Para a diretora da Seção Sindical dos Docentes da UFSM (Sedufsm) Maristela Souza, a proposta de flexibilizar o distanciamento social enquanto aumenta a curva de mortes e contaminados pela covid-19 “expressa irresponsabilidade valorativa, política e econômica com a vida das pessoas”. Na sua opinião, o governo volta a atender os desejos da economia, colocando mais uma vez a responsabilidade no indivíduo, neste caso, de correr o risco e não se contaminar. “A precarização da educação, da escola pública, do professor e da formação do aluno fazem parte deste projeto. Ele nunca escondeu isso, quando sucateia escolas, não paga o salário em dia de professores e funcionários e retira seus direitos, empobrecendo cada vez mais a categoria e a escola pública. Isso tudo, com a justificativa de que tem que colocar as contas do Estado em dia”.
Maristela aponta que a atual proposta de retorno expressa esse descompromisso. “Os trabalhadores em geral não estão tendo a liberdade de dizer ‘eu não vou me expor (ao vírus)’, e sim estão se expondo porque a sua condição social leva a uma imposição”. Neste cenário, ela afirma que a universidade “deverá mostrar aquilo que a define por essência e ser coerente ao que ela expressa dentro da sociedade, que é a produção do conhecimento científico, não cedendo às pressões do governo que colocam a economia em primeiro lugar e não a vida ou a saúde da nossa sociedade. E neste sentido, as universidades públicas estão muito bem, porque a maioria das pesquisas, a maioria das medidas mais concretas que nós estamos tendo nesse momento da pandemia são vindas das universidades públicas”.
Unisinos, PUCRS, Ulbra, UniRitter
A Universidade do Vale do Rio dos Sinos (Unisinos) segue com atividades presenciais suspensas até 30 de junho, mantendo atividades a distância desde o início do isolamento social. "Para evitar aglomerações e o contágio pelo coronavírus, as atividades de sala de aula se manterão no ambiente virtual até o final do primeiro semestre", reforçou em nota. A universidade trabalha com um plano de contingência para traçar a retomada progressiva e gradual de atividades práticas presenciais essenciais, como experimentos em laboratórios e retirada de livros, mas não divulgou datas.
A Pontifícia Universidade Católica do RS (PUCRS) também optou por manter as aulas e a maior parte das atividades na modalidade online até o final de semestre. Sem divulgar datas, em nota, afirma que “pretende retomar de maneira gradual, controlada e progressiva apenas estágios e atividades práticas essenciais de ensino e pesquisa que não podem ser substituídos por atividades remotas".

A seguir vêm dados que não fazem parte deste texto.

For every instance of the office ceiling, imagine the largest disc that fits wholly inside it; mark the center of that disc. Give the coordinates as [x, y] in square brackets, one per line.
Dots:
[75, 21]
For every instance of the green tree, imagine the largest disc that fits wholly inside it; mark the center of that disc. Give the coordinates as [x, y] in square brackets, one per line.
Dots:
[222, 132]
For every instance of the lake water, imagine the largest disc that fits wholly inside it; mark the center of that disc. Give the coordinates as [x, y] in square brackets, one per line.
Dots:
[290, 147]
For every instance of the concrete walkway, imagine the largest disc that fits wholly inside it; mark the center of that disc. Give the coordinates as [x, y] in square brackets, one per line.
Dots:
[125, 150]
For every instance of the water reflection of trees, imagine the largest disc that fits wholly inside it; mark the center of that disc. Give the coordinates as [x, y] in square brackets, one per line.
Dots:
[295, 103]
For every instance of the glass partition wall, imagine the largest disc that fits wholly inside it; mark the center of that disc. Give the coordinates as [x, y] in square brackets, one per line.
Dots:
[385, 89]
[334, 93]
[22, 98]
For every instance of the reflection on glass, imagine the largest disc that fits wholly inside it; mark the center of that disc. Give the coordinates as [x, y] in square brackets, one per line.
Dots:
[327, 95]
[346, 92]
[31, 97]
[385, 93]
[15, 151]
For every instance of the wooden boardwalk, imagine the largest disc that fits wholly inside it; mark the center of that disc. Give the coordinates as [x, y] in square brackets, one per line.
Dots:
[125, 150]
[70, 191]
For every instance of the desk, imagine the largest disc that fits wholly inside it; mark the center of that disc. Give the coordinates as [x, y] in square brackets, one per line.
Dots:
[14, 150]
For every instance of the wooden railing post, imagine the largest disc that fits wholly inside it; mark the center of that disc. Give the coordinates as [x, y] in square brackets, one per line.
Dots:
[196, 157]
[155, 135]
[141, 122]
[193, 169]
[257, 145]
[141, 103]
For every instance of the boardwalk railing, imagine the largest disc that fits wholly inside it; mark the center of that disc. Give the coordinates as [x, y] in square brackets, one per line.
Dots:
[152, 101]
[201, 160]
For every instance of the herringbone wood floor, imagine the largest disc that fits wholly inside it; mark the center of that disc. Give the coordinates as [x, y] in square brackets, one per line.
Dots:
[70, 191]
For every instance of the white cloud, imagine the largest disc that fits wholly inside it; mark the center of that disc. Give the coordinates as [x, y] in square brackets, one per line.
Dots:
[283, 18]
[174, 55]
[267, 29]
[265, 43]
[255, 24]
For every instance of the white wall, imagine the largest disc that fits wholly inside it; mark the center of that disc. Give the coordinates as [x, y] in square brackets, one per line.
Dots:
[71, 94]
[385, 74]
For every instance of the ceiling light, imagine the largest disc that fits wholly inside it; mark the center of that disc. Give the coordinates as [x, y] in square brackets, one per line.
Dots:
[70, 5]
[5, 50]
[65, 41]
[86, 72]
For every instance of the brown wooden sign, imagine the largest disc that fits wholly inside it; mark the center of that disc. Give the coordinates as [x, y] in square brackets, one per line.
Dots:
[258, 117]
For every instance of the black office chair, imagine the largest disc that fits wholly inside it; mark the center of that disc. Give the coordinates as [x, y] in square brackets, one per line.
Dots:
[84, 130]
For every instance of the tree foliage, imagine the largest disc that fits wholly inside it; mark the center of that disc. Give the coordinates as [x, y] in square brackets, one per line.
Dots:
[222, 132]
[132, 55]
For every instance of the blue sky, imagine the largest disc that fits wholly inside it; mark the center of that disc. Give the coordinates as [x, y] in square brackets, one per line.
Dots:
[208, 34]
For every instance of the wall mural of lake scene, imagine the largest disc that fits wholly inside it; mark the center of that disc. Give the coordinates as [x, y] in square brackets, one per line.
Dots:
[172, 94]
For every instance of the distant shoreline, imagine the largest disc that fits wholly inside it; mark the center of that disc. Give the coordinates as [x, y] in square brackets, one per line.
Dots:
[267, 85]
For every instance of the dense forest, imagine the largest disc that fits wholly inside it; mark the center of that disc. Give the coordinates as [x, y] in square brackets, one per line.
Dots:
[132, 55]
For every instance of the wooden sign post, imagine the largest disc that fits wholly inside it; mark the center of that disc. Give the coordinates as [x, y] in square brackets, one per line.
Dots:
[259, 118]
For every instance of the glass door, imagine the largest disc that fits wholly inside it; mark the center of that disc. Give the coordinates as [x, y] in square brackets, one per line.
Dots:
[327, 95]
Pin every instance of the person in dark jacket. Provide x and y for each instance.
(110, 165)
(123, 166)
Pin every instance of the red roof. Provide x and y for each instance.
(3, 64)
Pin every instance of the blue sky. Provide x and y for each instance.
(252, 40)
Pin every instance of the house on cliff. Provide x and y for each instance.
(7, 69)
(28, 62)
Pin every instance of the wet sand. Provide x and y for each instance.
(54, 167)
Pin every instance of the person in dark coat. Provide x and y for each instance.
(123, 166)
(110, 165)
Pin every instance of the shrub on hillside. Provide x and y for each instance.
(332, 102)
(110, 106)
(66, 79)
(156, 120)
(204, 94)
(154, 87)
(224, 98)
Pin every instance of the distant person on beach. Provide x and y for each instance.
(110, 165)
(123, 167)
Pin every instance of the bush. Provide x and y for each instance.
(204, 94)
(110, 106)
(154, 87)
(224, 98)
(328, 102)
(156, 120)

A UniRitter também segue com atividades online e não informou ainda uma data para o retorno das atividades presenciais. Desde o dia 24 de março, são ministradas aulas ao vivo. Em nota, destaca que "com base na divulgação do plano gradual de retomada, a instituição vem trabalhando nas adaptações do seu calendário para, em breve, comunicar à comunidade acadêmica".
A Universidade Luterana do Brasil (Ulbra) segue com as aulas teóricas de forma remota e as práticas serão recuperadas com a retomada escalonada das atividades presenciais. Também não informa uma data para retorno de atividades presenciais.
Em relação às universidades privadas e comunitárias, o Sindicato dos Professores do Ensino Privado do Rio Grande do Sul (Sinpro/RS) afirmou em nota que “nenhuma medida para o reinício das atividades presenciais pode ser tomada de forma apressada. As aulas não foram suspensas e qualquer conteúdo pode ser recuperado, mas as vidas perdidas por decisões precipitadas não”. O Sinpro/RS, junto com o Sindicato dos Trabalhadores em Administração Escolar do RS (Sintae/RS), tem se reunido com o Sindicato do Ensino Privado (Sinepe/RS) a fim de tratar dos protocolos de retorno às aulas presenciais. As principais reivindicações são pela segurança da categoria. O sindicato patronal afirma que é indiscutível que as instituições terão que cumprir os protocolos determinados pelo governo estadual.